Az gittim uz gittim, durak durak düz gittim, aktarma yaptım ve Aksaray’a vardım. Boş beleşliğim Aksaray’dan uzun bir yürüyüş mesafesiyle geldiğim Fatih’te de devam ediyordu. Whatsapp mesajı bekleme yaşını çoktan geçmeme rağmen, bir elim hep akıllı cihazımdaydı. At Pazarı’nı solladım ve Saatli’ye geçtim. Refleksif olarak dört çay içtim. Çay efkar dağıtmaz, çare olmaz çünkü hiçbir şeye. Refleksif bir hâdiseye dönüşmüştür seveninde. İçer içer durursun.

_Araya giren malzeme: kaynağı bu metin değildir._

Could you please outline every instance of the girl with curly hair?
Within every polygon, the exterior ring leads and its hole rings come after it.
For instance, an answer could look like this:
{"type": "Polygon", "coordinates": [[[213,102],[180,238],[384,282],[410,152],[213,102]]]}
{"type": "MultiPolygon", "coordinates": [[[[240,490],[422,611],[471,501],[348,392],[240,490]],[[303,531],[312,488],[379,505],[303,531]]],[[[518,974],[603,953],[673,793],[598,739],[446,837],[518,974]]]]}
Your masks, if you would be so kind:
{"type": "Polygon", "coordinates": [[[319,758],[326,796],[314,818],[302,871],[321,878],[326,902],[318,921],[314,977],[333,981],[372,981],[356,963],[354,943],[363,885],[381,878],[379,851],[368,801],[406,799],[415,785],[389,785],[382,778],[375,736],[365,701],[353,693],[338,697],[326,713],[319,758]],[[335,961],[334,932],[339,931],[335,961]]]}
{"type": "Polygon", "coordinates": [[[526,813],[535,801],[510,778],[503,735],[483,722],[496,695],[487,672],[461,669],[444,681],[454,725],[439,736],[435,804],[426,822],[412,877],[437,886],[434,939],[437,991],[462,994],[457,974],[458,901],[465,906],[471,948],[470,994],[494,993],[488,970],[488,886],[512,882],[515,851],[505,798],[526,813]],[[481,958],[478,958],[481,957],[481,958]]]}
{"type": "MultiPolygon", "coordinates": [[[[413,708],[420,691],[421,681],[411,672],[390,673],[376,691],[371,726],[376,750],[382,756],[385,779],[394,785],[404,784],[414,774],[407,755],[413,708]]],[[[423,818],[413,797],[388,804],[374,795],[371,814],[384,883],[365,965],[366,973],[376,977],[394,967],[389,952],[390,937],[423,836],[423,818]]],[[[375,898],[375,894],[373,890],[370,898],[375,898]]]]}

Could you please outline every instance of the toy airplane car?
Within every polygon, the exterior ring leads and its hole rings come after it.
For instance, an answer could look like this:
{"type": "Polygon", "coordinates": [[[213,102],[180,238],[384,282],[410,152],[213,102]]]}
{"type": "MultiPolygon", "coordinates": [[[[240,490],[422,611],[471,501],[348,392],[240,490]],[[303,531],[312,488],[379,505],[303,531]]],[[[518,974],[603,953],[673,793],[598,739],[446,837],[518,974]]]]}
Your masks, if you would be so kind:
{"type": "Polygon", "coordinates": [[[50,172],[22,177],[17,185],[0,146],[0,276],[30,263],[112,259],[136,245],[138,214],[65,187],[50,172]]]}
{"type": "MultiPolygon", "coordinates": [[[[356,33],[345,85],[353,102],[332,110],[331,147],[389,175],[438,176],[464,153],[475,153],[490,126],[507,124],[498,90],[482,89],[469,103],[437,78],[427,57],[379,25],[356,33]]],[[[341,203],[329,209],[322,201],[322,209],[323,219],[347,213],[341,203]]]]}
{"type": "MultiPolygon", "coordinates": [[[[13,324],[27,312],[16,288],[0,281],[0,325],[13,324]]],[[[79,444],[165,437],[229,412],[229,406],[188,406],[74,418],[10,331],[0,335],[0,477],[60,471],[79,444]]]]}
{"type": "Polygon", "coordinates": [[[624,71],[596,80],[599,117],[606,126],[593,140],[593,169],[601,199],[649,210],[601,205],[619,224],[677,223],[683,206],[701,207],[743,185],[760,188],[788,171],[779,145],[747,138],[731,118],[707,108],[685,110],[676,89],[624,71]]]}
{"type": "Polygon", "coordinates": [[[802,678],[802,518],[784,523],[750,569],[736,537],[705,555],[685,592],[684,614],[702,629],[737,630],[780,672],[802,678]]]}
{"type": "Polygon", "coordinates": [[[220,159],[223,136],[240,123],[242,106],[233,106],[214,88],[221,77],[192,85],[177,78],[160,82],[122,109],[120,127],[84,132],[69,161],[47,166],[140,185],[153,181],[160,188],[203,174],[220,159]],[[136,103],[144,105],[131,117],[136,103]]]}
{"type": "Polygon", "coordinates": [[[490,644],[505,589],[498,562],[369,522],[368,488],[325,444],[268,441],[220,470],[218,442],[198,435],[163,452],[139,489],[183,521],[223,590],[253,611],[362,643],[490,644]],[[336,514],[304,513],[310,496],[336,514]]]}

Dördüncü çaydan sonra bir kez daha saçma bir döngünün içine girdiğimi düşündüm ve kalktım Saatli’den. Fatih Camii’nin içinden Malta’ya daldım. Son zamanlarda her boş ve dolu anımda aklımı meşgul eden yegane şey tekrardan aklıma uğradı. Hemşire’yi düşündüm. Ona ulaşamadığım zaman, aklım yalnızca onunla olan hatıraları tekrarlayıp duruyordu. Zihnin fukara avuntusu yani. Toplum içerisinde güçlü görünebilmek hâlâ inkar etmeye çalışıyorum ona âşık olduğumu. Peki ben kimin için o otobüs biletlerini aldım? Tabii ki benle aynı gürbüzlükteki liberal kankam Aydın için değil.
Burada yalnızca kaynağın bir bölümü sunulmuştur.